The 1909–10 Illinois Fighting Illini men's basketball team represented the University of Illinois.

==Regular season==
For the first time since organized basketball became a sanctioned sport within the university, the Fighting Illini basketball team was led by a returning head coach. Herb V. Juul remained as the head coach of a team that played only nine games, each being a conference game. The Illini finished their season with a record of five wins, four losses and a fourth-place finish in the Western Conference.
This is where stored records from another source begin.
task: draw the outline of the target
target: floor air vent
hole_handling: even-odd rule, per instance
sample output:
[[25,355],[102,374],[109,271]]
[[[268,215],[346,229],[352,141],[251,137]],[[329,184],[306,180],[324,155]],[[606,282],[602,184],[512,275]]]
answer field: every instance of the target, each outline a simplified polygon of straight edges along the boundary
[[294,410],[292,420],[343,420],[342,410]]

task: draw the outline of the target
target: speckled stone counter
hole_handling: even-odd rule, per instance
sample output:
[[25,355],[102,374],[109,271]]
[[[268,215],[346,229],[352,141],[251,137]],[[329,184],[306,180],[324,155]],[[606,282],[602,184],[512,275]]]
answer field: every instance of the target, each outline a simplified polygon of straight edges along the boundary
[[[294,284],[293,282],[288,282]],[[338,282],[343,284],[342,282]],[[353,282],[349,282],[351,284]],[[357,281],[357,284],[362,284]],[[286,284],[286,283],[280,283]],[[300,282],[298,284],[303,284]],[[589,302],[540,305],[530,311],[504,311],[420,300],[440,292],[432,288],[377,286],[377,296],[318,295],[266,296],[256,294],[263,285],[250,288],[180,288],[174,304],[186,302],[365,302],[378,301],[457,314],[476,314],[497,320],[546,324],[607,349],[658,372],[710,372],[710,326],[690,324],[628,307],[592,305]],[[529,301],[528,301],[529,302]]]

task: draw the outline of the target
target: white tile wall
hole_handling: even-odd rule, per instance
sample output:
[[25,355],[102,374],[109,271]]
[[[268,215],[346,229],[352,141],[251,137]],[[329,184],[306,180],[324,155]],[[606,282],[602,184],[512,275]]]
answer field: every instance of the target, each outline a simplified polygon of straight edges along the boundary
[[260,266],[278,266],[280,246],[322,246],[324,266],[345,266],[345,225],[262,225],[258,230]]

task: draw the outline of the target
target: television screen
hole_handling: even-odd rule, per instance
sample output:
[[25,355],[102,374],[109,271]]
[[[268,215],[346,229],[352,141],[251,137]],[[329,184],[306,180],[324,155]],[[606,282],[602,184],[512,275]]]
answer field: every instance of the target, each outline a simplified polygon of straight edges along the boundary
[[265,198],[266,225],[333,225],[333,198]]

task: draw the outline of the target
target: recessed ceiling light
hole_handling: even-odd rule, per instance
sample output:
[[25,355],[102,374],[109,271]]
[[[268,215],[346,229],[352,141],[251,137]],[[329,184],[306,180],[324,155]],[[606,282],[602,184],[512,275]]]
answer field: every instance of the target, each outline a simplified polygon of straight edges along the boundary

The starting lineup for the team included Albert L. Hall and Henry J. Popperfuss as forwards, captain Carl P. Watson at center, and Louis S. Bernstein and Thomas Thompson as guards.

==Schedule==

Source

| Date time, TV | Rank^{#} | Opponent^{#} | Result | Record | Site city, state |
Big Ten regular season
| 1/15/1910 |  | at Wisconsin | L 16–28 | 0-1 (0-1) | University of Wisconsin Armory and Gymnasium Madison, WI |
| 1/21/1910 |  | Wisconsin | W 34–14 | 1-1 (1-1) | Kenney Gym Urbana, IL |
| 1/29/1910 |  | Purdue | W 33–17 | 2-1 (2-1) | Kenney Gym Urbana, IL |
| 2/5/1910 |  | Indiana Rivalry | W 30–20 | 3-1 (3-1) | Kenney Gym Urbana, IL |
| 2/8/1910 |  | University of Chicago | L 11–21 | 3-2 (3-2) | Kenney Gym Urbana, IL |
| 2/26/1910 |  | at University of Chicago | W 24–15 | 4-2 (4-2) | Bartlett Gymnasium Chicago, IL |
| 3/4/1910 |  | at Purdue | L 10–27 | 4-3 (4-3) | Memorial Gymnasium West Lafayette, IN |
| 3/5/1910 |  | at Indiana Rivalry | W 27–12 | 5-3 (5-3) | Old Assembly Hall Bloomington, IN |
| 3/9/1910 |  | Minnesota | L 9–22 | 5-4 (5-4) | Kenney Gym Urbana, IL |
*Non-conference game. ^{#}Rankings from AP Poll. (#) Tournament seedings in parentheses. All times are in Central Time.